Alan Sokal, a physics professor at New York University, had a theory. In the spring/summer 1996 he tested that theory with an article he had submitted to Social Text, an academic journal of postmodern cultural studies. The article was “Transgressing the Boundaries: Towards a Transformative Hermeneutics of Quantum Gravity”.

In that article he theorised that quantum gravity was a social and linguistic construct. The article contained such gems as….

In this way the infinite-dimensional invariance group erodes the distinction between observer and observed; the of Euclid and the G of Newton, formerly thought to be constant and universal, are now perceived in their ineluctable historicity; and the putative observer becomes fatally de-centered, disconnected from any epistemic link to a space-time point that can no longer be defined by geometry alone

However, in the past decade, under the impetus of the feminist critique, some mathematicians have given renewed attention to the theory of “manifolds with boundary” [Fr. variétés à bord].70 Perhaps not coincidentally, it is precisely these manifolds that arise in the new physics of conformal field theory, superstring theory and quantum gravity.

The dialogical move towards redefining systems, of seeing the world not only as an ecological whole but as a set of competing systems — a world held together by the tensions among various natural and human interests — offers the possibility of redefining what science is and what it does, of restructuring deterministic schemes of scientific education in favor of ongoing dialogues about how we intervene in our environment.

At the time Social Text did not peer-review submissions, so no physicist ever reviewed the article before publication.

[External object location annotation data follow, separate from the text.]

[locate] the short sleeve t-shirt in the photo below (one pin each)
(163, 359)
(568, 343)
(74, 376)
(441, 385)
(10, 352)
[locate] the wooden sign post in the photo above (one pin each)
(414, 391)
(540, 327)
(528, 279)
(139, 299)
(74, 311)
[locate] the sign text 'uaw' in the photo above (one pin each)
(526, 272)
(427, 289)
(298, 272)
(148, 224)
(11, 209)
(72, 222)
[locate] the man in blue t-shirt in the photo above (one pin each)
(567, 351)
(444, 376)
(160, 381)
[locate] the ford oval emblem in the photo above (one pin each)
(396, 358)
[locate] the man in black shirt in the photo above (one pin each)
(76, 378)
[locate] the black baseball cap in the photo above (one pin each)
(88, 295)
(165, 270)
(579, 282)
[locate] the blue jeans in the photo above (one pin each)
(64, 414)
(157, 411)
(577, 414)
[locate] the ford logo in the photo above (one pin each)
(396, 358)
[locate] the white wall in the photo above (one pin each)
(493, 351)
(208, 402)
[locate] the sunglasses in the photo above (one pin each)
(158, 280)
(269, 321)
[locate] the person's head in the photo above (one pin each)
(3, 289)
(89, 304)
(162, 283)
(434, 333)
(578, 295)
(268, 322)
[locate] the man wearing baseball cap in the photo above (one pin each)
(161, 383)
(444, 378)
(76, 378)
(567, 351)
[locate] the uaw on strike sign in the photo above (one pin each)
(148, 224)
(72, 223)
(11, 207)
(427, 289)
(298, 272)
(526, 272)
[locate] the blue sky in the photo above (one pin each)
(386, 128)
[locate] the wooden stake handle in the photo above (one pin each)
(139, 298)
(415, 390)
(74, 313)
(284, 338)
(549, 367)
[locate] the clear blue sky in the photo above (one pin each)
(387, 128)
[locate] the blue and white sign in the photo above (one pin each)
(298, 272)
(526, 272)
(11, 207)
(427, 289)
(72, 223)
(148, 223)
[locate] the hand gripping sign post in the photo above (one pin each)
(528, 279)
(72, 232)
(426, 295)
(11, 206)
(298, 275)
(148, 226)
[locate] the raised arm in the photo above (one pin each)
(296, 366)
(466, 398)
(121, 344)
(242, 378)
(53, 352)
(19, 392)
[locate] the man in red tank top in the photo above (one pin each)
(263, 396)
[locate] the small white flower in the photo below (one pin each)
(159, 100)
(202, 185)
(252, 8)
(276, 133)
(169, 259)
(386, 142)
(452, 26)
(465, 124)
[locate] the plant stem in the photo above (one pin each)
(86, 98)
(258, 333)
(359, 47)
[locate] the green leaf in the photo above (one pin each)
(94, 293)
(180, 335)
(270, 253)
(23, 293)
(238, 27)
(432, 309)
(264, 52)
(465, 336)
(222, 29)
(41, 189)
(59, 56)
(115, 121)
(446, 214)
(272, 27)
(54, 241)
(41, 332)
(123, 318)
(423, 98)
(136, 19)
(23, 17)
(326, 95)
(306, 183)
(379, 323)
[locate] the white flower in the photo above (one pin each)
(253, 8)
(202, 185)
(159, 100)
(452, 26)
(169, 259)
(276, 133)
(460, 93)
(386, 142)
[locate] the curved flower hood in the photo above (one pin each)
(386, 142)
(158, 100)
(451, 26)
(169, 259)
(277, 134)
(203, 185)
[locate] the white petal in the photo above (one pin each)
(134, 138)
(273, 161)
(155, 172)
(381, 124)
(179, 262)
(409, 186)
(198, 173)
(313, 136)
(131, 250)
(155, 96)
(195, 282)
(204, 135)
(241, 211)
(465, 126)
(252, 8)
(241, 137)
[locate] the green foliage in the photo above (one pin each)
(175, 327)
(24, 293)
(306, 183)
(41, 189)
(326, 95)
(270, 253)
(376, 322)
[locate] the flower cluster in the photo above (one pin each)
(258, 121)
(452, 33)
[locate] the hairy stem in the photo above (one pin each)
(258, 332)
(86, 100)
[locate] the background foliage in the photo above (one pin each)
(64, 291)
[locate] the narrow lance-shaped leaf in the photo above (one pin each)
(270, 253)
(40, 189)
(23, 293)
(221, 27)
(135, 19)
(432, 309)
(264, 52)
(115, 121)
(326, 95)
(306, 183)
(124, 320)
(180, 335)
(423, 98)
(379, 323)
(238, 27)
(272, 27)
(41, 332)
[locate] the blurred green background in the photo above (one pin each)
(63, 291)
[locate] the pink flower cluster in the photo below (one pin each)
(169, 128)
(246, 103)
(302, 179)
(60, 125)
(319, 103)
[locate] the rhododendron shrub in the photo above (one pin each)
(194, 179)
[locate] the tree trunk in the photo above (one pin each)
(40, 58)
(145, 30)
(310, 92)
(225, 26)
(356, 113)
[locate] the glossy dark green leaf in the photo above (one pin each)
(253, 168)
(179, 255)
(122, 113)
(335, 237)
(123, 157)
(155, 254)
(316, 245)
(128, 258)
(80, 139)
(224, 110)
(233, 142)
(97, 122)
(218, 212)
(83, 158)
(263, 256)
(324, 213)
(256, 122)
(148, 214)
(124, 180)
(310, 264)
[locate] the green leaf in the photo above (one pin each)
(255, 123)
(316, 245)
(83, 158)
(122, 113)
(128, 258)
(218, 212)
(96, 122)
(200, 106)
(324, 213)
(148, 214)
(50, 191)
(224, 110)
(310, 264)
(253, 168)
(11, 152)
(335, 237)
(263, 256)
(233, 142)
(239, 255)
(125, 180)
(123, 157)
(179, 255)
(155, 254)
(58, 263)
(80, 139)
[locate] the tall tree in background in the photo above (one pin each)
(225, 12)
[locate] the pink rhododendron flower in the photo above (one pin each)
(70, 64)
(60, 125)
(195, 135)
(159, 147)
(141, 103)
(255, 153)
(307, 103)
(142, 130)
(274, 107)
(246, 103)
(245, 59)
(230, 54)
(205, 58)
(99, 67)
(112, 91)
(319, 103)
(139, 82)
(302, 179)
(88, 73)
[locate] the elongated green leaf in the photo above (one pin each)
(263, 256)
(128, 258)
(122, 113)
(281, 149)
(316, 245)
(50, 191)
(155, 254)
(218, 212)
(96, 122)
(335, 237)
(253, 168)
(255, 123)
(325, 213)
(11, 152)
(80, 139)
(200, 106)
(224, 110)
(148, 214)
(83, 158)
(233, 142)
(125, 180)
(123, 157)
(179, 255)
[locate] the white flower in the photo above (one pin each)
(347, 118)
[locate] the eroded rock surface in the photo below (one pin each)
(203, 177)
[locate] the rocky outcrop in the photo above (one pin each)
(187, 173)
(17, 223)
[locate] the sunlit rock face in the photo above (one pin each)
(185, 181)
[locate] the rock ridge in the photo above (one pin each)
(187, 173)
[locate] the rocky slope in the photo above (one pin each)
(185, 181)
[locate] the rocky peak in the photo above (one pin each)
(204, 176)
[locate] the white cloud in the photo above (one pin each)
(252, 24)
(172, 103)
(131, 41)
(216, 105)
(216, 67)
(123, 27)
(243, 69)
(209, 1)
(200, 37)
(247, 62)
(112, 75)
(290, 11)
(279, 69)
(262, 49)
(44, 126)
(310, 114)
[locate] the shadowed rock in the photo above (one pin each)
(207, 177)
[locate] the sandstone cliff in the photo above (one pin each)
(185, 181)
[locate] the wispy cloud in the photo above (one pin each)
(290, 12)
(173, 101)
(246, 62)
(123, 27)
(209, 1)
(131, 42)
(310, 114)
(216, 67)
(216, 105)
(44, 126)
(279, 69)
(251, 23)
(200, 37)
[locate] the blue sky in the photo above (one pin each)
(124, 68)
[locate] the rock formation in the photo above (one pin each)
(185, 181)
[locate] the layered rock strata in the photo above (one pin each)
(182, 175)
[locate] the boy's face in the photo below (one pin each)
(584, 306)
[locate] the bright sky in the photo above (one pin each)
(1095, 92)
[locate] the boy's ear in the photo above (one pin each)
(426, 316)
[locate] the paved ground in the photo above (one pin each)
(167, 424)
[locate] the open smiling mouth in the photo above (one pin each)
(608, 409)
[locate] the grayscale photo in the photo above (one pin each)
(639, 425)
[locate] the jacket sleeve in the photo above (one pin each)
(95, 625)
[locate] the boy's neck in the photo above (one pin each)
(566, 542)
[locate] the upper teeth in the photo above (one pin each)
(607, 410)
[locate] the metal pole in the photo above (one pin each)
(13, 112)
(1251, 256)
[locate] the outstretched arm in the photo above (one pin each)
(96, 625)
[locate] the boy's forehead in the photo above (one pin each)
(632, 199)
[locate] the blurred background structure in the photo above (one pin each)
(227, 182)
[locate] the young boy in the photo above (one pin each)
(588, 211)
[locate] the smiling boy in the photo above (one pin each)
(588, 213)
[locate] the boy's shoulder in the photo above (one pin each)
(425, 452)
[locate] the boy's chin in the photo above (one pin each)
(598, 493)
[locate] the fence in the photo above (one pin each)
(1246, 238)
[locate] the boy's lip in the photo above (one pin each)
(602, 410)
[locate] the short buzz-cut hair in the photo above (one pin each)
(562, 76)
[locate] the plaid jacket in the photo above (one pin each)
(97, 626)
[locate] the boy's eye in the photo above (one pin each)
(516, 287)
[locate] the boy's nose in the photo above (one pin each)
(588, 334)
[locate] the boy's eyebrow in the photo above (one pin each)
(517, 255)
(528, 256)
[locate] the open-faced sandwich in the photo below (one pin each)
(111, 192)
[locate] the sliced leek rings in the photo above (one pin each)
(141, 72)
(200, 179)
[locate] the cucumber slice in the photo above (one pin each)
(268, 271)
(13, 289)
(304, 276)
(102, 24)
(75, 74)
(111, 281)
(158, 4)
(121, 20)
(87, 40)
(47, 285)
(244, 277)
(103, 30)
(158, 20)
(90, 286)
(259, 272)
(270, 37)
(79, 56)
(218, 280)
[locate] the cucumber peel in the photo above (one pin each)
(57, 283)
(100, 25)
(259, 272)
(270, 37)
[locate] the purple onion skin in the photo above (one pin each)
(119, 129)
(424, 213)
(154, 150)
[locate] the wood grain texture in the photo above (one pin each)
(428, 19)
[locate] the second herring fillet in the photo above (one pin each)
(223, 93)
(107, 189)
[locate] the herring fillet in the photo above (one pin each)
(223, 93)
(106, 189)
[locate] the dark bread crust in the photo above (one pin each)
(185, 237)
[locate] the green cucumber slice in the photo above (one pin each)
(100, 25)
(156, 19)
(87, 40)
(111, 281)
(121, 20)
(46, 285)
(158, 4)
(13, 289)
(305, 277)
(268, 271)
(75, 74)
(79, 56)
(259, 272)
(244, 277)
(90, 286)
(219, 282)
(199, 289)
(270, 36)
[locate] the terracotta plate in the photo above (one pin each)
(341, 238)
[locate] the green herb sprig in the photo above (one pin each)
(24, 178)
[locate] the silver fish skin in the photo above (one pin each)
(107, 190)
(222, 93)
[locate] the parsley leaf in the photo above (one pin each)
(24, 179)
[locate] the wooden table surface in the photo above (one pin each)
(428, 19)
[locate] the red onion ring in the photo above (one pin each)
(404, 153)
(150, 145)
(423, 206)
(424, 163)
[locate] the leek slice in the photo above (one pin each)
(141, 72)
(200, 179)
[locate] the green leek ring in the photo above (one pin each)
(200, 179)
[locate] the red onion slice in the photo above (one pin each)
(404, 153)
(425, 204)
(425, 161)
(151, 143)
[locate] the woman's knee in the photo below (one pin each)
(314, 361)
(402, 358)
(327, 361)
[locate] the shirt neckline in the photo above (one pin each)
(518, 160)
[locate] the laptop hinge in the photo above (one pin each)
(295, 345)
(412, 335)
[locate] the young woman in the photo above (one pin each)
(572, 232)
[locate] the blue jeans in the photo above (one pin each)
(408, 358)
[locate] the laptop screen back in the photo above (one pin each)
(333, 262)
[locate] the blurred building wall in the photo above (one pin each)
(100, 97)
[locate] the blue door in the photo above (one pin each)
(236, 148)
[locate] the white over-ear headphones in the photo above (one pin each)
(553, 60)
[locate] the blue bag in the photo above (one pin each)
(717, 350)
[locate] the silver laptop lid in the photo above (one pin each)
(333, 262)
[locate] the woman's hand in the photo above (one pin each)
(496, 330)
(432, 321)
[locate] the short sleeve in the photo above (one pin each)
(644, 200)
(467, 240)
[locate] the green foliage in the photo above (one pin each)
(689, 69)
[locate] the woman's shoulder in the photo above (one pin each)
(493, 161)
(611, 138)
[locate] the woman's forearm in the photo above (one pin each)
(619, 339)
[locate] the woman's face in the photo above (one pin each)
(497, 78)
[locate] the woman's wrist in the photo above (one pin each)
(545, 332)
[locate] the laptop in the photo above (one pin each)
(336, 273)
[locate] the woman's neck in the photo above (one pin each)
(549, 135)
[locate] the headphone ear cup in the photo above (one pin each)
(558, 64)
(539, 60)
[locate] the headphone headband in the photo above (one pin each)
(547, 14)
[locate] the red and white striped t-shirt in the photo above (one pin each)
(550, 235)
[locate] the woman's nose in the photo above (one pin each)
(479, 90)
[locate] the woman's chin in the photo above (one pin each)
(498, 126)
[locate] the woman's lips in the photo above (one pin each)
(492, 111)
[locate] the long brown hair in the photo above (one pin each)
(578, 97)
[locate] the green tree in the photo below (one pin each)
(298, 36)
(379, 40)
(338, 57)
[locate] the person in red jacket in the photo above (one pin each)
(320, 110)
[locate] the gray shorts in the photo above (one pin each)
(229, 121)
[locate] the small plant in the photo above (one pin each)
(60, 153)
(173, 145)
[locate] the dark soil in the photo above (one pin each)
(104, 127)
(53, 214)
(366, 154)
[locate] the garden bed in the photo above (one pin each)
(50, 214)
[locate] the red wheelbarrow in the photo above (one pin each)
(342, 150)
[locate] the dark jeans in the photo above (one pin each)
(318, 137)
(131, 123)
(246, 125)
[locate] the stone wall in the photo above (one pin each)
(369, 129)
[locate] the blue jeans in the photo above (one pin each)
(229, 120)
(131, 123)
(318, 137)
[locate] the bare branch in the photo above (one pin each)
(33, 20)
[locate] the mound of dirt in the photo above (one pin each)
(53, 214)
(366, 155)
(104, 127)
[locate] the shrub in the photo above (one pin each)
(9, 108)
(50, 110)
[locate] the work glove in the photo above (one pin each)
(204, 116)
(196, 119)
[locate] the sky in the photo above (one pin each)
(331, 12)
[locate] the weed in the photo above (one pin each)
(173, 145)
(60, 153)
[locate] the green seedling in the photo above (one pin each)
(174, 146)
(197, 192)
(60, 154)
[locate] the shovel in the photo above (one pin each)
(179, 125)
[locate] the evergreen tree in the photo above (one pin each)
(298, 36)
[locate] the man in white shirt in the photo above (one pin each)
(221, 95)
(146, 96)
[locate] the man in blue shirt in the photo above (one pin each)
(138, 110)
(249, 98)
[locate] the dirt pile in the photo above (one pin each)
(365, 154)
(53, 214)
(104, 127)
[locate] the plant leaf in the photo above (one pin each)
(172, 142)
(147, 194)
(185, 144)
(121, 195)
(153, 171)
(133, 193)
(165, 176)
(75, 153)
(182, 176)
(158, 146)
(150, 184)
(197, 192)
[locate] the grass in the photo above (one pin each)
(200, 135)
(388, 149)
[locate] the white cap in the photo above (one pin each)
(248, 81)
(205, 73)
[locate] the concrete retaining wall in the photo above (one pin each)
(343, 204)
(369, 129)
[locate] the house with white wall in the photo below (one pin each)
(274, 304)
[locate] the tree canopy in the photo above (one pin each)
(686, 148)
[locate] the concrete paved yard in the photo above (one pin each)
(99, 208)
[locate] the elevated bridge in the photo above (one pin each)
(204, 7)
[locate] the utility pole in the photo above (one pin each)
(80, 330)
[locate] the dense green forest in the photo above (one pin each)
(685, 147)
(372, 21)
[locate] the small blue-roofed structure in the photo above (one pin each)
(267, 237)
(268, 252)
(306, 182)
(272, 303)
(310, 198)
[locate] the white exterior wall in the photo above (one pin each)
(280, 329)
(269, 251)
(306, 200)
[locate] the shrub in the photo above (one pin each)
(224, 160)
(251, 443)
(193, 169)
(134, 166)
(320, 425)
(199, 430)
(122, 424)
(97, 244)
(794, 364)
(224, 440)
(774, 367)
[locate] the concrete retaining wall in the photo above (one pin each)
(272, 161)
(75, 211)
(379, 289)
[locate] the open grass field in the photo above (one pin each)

The article lavishly referenced leading post-modern academics, mathematicians and physicists.

On the day of publication Sokal revealed in Ligua Franca, that the whole article was a hoax. Inspired by the book Higher Superstition, he had speculated that as long as the publishers agreed with his conclusions and he liberally quoted well-known academic thinkers, he could successfully publish a totally bogus article. He was right.

Why did he do it?

To quote Sokal’s own words..
Why did I do it? While my method was satirical, my motivation is utterly serious. What concerns me is the proliferation, not just of nonsense and sloppy thinking per se, but of a particular kind of nonsense and sloppy thinking: one that denies the existence of objective realities, or (when challenged) admits their existence but downplays their practical relevance.

What can we learn from this?

  1. In the struggle to understand, we can assign profundity to nonsense
  2. Peer review is an essential weapon in uncovering nonsense. To quote Sokal “In sum, I intentionally wrote the article so that any competent physicist or mathematician (or undergraduate physics or math major) would realize that it is a spoof. Evidently the editors of Social Text felt comfortable publishing an article on quantum physics without bothering to consult anyone knowledgeable in the subject.”
  3. When faced with jargon and complexity we must demand clear definitions, context and language

It is not just academics who can fall into this trap, and these three weapon are just as applicable to corporate environment as academic ones. How many times have you heard a peer spout utter nonsense, backed up by some spurious facts and figures, and seen them go unchallenged?